Mr. Shalamov is their personnel officer. He oversees their initial training, and that’s the last most people see of him. Hearing his name puts Maria instantly on edge. She turns off her lathe and makes sure that the red emergency stop, the one at her knees, is also pressed. Two fragments of an unconscious routine, two more actions that add up to serious time when you calculate the repetition.

He may not like to be kept waiting, but she’ll step into the toilet nonetheless, put her hair back, wash her face. Because it’s a universal law that the prettier you look, the more things will go your way. Sometimes she thinks her entire education was based on this. If she learned nothing else in school, it was how to prime yourself for passing men.

She stands over the washbasin, takes a nail scrub to her hands, scoops some water up and over her face, and hears it shatter on the floor around her. Her hands are hard now, calloused, which is definitely an undesirable trait, but there’s no way of avoiding it. They don’t use gloves at the lathes, even though regulations require them to, because two years ago Polina Volkova, three workstations down, had the machine catch her glove, and her hand went with it. Half a second of gore, in which her hand went from being a hand to a shredded tangle of bone and ligament. So they wear gloves according to the regulations, but they don’t wear gloves according to reality. It does mean, though, that her face is usually clean and clear, because her calloused hands have just the right texture to keep her skin invigorated. So there are compensations.

This job was not of her choosing, and yet she’s not necessarily ungrateful for it, knowing the alternatives.

She runs her fingers along the bases of her eye sockets, massaging them. Hazel eyes, as dark as her hair, full and alert. She pulls her lips over her gums and rubs a wet finger across her teeth. Strong, symmetrical teeth, a point of envy amongst her friends. Her gums a little more prominent than she would like, so that in photographs she’s careful to contain the full breadth of her smile.

Grey hairs are multiplying across her head, with no discernible pattern. She thinks of Sunday mornings when Grigory would lie beside her and pick out the rogue strands like those gorillas on the nature programmes that forage through their mate for lice. When he couldn’t isolate the single hair and plucked two or three at once, she would let out an involuntary whimper, which he found amusing. These sessions would end with him coaxing her back from her irritation, smoothing his hands over her. Lazy Sundays.
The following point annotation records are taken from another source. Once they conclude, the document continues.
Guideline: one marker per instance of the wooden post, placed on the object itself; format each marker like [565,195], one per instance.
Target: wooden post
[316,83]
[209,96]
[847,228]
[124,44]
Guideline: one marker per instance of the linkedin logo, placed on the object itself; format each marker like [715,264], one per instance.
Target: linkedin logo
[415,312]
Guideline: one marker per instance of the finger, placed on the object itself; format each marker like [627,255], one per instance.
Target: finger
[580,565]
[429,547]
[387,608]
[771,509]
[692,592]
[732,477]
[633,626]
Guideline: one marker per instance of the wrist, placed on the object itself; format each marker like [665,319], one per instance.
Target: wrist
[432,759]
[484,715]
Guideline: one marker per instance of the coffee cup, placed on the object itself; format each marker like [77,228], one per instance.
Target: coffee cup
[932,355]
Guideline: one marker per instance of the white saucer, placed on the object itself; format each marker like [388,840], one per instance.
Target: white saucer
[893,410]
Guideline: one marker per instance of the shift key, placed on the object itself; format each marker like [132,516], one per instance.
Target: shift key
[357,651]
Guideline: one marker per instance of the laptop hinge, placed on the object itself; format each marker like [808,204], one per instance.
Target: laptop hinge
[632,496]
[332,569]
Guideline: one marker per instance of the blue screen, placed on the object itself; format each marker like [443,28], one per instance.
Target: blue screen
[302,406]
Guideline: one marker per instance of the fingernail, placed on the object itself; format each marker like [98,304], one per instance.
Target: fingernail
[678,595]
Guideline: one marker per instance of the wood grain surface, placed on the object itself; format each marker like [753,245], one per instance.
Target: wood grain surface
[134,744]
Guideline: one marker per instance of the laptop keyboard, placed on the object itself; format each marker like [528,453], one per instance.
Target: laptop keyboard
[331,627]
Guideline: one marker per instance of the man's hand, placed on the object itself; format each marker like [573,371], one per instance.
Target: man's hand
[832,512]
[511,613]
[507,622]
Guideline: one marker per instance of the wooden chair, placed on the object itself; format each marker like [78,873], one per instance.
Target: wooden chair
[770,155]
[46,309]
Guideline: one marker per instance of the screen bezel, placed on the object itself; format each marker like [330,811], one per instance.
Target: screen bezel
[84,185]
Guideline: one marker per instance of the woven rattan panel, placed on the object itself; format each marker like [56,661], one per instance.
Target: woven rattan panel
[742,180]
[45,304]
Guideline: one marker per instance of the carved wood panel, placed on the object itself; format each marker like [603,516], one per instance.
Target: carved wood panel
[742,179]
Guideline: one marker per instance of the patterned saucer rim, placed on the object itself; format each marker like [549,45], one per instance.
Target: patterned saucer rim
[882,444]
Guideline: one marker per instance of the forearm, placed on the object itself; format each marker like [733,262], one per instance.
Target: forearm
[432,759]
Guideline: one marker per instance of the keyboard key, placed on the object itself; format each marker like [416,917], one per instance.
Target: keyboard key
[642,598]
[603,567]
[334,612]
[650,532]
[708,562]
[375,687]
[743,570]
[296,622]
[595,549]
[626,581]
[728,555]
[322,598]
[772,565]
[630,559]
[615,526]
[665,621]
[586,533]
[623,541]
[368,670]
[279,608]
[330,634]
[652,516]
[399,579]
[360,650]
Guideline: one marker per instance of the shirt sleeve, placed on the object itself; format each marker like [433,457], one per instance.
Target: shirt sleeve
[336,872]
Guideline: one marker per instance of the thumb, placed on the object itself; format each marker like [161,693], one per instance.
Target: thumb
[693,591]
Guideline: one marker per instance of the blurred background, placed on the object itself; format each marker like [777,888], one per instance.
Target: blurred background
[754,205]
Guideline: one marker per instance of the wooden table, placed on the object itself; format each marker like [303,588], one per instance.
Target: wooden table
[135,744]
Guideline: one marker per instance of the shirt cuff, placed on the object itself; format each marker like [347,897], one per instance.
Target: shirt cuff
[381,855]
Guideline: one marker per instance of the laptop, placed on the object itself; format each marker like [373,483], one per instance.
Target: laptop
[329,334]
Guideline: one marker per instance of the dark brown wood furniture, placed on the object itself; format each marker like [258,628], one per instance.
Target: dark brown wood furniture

She ties her hair back and adjusts her fringe.

On her return to Moscow, not long after she and Grigory were married, she secured a job as a staff journalist at a notable newspaper, where she worked her way up to features writer. A position she held for several years until some underground articles she’d written came to light. What followed was a dangerous time for her. She had to realign all aspects of her personality, was forced to erase her outspoken nature; every word she spoke from that moment would be sifted through and interpreted.